The local resource owners have been abandoned.
The promises of water, electricity and other developments have not been fulfilled.
The government-funded road from Palmalmal to Mu and Pomai villages is not maintained and has not been upgraded as promised.
All the talk of assisting with building classrooms at our schools never came to anything.
Environmental issues have now become a grave concern for the local people.
Our pristine forests have been destroyed and now we are left with an oil palm plantation which is destroying our ecosystem and the river we once enjoyed.
The waste coming from the oil palm factory is killing the mangroves on the Lodi River and the lagoon and has left a permanent scar.
Most water sources we drink from daily are contaminated with chemicals and fertilisers from the oil palm plantations.
Social issues have also escalated to levels never seen before. Drug and substance abuse is on the rise and there is now a cultivation and trade in drugs in the oil palm camps.
Consumption of home brew is also on the rise, increasing the negative influences in the villages around the oil palm plantation.
People are forced to rely heavily on store foods resulting in serious issues when money is not available as promised land rental payments are not made.
Other issues include non-payment of compensation to injured workers.
After the Commission of Inquiry found the SABL leases were illegal, the government promised to cancel them and restore stolen land to the customary landowners.
Those were empty promises, just like the promises of the logging and oil palm companies.
In West Pomio we are suffering the consequences of the Papua New Guinea government’s ongoing collusion with foreign companies.
Paul Pavol is a land rights advocate and fought to reclaim his and his peoples land appropriated by the government-backed and court-condemned Special Agriculture Business Lease.

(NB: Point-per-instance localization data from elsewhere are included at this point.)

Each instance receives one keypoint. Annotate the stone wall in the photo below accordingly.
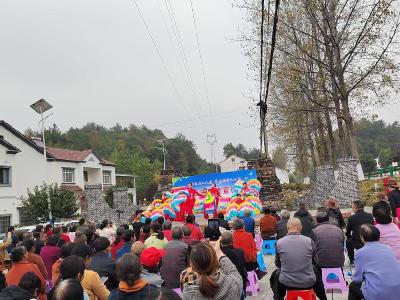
(345, 188)
(98, 209)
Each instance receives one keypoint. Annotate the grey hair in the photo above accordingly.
(167, 224)
(285, 214)
(238, 224)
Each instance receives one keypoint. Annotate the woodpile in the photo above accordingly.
(271, 190)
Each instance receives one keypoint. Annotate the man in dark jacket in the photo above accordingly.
(103, 264)
(222, 222)
(354, 223)
(329, 241)
(281, 226)
(394, 199)
(235, 255)
(175, 260)
(307, 222)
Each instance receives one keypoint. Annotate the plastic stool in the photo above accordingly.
(259, 241)
(252, 283)
(333, 279)
(301, 295)
(261, 262)
(178, 291)
(269, 247)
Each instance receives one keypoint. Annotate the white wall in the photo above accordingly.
(29, 170)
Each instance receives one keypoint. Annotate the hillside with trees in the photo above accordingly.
(133, 149)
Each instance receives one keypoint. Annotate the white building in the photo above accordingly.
(22, 167)
(234, 163)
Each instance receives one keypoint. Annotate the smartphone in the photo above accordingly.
(213, 229)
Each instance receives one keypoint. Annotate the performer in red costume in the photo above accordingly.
(191, 199)
(216, 194)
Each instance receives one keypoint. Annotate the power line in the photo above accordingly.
(181, 49)
(161, 58)
(201, 60)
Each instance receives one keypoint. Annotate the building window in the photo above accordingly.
(68, 175)
(5, 222)
(5, 176)
(106, 177)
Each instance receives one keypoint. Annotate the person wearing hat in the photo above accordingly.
(150, 260)
(394, 200)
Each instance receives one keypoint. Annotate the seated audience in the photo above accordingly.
(55, 269)
(211, 275)
(34, 258)
(131, 286)
(69, 289)
(329, 241)
(20, 267)
(307, 222)
(235, 255)
(281, 226)
(137, 224)
(82, 228)
(118, 242)
(167, 225)
(377, 270)
(137, 248)
(106, 231)
(175, 260)
(244, 240)
(196, 234)
(294, 260)
(127, 236)
(50, 253)
(334, 213)
(38, 237)
(72, 267)
(249, 223)
(389, 232)
(29, 288)
(162, 294)
(80, 238)
(150, 260)
(102, 263)
(145, 233)
(4, 256)
(354, 224)
(187, 235)
(222, 222)
(156, 238)
(91, 281)
(64, 234)
(268, 225)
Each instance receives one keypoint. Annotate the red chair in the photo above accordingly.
(301, 295)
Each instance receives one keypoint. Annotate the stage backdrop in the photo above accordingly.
(224, 181)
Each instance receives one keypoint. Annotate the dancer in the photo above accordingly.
(191, 198)
(216, 193)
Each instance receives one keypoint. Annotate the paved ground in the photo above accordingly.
(266, 292)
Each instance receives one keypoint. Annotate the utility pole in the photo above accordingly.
(212, 140)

In 2016, Paul was awarded the Alexander Soros Foundation Award for Environmental and Human Rights Activism for fighting to protect and reclaim his community’s land
I feel for Paul Pavol who has tried for many years to stop the SABL rape of his people's forest. Scenes like Pomio's devastated forests are found all over PNG including on my wife's island.

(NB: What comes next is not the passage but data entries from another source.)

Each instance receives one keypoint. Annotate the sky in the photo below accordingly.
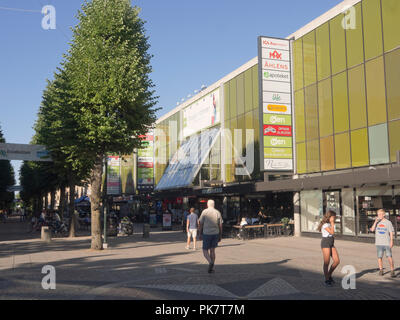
(193, 43)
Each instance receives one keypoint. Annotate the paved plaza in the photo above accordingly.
(161, 268)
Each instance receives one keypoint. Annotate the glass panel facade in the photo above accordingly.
(359, 148)
(376, 97)
(391, 23)
(323, 52)
(340, 103)
(357, 99)
(354, 39)
(338, 44)
(310, 70)
(372, 28)
(392, 65)
(325, 108)
(378, 144)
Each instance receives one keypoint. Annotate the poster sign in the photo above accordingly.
(276, 141)
(113, 175)
(25, 152)
(202, 114)
(146, 163)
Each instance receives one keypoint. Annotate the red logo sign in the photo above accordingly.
(275, 55)
(270, 130)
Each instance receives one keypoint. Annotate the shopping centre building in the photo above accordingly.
(331, 142)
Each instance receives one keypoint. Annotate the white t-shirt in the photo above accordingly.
(326, 234)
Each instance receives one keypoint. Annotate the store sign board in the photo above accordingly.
(275, 79)
(202, 114)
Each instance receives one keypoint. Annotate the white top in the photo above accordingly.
(326, 234)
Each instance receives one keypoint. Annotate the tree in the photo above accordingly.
(113, 101)
(7, 179)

Here is a survey of the Pomio travesty in the Post-Courier (17 June 2012):
The shame of PNG’s worst ever land grab
In the sub-lease arrangement for the SABLs in Pomio East New Britain, the landowner company Memalo Holdings agreed to sublease the land for 60 years with a further 30 year option to RH subsidiary Gilford Limited.
The agreement stipulated that if Memalo terminated the lease it must compensate Gilford for the value of the oil palm planted, infrastructure, the value of the yet to be built oil palm oil mill and all its expected profits. By rough estimation this amounts to approximately K10 billion.
Of most concern was a clause that if Memalo is not in a financially position to pay the compensation, Gilford can apply to the court for an injunction to stop the Memalo from breaking the sublease.
Therefore, the landowner company has virtually given away the community’s land for up to 90 years without a way out.
The sublease does not provide for Gilford to allow Memalo or the Pomio community to hold any equity in the ownership of the oil palm plantation, nor any equity in the mill to be established to process the palm oil.
There is no provision for assistance to villages, ILGs or Memalo to form their own oil palm plantings. The only immediate tangible benefit to most of the customary landowners is timber royalties which are expected to end within four years and which Gilford would have been liable to pay even without a sub-lease agreement.
Rental payments for planted land are offered, but even this is for only one of the three SABL titles subleased - Pomata, within which the oil palm nursery and log pond is established.
Posted by: Arthur Williams | 26 April 2021 at 08:52 PM
In 2017 I went to Palmal west Pomio and saw the wanton destruction of virgin forest by the Malayasian company. Public servants in Pomio were colluding the company officials to pick crumbs from the company's coffers and secure their own living. Trees that had ten decades to grow were mown down instantly and in the process create an environmental disaster. What I saw happening in Pomio is happening in many parts of Papua New Guinea. Our virgin forest are being depleted at an alarming rate. If nothing is done to stop the rape and dsdtruction of forest, we will end up with a huge desert which once grew virgin forest.